I have no knowledge how this came to be. My wife called me over about a "crab in the tank", and it wasn't, but a spider held onto by a snail. The snail was floating free (not that unusual, lots of flow), but held firmly. You can see some web on the legs, so maybe the spider was in a tank corner and the snail blundered in and then fell? Or grabbed a spider who was floating? 

Regardless, they just went round and round until the spider grabbed a sword leaf, then let go later, and the pair now about 30 minutes later is still floating free. I think the spider may be dead, not moving now.


----------



## brooksie321 (Jul 19, 2014)

Hungry Snail... what's for dinner?? Nature!!!!


----------



## NotCousteau (Sep 25, 2014)

Wow! Interesting photos. Did the snail end up eating the spider?


----------



## Linwood (Jun 19, 2014)

NotCousteau said:


> Wow! Interesting photos. Did the snail end up eating the spider?

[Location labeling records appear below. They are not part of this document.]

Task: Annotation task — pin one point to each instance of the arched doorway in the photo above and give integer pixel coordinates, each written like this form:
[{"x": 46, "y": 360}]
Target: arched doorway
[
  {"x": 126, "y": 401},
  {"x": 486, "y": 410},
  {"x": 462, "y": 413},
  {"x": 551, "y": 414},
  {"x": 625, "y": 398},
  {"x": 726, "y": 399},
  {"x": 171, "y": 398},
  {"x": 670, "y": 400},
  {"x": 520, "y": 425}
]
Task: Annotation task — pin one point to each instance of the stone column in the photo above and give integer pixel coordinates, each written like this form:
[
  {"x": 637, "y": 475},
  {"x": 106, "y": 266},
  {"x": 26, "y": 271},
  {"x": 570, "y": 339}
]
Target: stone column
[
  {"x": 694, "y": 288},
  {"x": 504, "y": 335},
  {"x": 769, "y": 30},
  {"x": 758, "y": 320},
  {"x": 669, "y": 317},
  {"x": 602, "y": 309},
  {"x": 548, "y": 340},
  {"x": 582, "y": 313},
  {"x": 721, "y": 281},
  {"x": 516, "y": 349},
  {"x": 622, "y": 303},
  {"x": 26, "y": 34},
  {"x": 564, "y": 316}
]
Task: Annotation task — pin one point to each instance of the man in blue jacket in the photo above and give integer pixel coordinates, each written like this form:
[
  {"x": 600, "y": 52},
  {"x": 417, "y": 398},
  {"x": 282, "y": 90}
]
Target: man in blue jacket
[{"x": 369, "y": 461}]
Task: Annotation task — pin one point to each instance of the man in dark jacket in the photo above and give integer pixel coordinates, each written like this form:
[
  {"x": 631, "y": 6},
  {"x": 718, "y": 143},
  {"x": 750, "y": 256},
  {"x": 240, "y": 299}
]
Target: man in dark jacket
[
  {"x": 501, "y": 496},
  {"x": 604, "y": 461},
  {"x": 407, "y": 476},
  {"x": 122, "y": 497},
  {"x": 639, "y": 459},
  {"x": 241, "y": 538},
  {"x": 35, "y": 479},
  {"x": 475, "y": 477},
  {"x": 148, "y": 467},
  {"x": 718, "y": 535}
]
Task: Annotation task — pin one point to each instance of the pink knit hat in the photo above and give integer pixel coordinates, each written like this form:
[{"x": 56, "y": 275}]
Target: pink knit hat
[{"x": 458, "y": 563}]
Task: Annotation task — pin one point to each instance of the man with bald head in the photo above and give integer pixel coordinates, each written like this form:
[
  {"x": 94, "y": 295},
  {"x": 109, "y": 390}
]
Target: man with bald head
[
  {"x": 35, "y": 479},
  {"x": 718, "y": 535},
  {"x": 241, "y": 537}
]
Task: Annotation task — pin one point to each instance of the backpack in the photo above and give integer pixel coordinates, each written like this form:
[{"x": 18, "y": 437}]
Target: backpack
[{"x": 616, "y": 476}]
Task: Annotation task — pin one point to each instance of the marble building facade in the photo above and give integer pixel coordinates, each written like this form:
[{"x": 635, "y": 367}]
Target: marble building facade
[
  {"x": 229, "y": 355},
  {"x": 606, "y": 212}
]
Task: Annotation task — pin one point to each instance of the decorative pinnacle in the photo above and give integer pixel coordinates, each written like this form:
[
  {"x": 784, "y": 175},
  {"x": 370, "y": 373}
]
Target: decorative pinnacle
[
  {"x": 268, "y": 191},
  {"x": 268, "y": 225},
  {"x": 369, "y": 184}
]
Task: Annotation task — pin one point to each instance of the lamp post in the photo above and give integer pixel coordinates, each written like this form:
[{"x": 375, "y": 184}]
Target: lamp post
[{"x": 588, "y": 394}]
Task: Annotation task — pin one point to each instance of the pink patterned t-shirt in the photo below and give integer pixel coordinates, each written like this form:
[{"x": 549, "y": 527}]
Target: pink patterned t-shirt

I don't know. They stayed just like that until I went to bed, this morning no sign of the spider (and so many snails no idea if the snail is still hale and healthy). 

My guess -- since the spider was under water and held firmly -- is that he's dead somewhere. I have no idea whether a snail could eat through the chitin or not. But I also don't see him on the bottom anywhere (though there's lots of places he could be hidden and me not see).


----------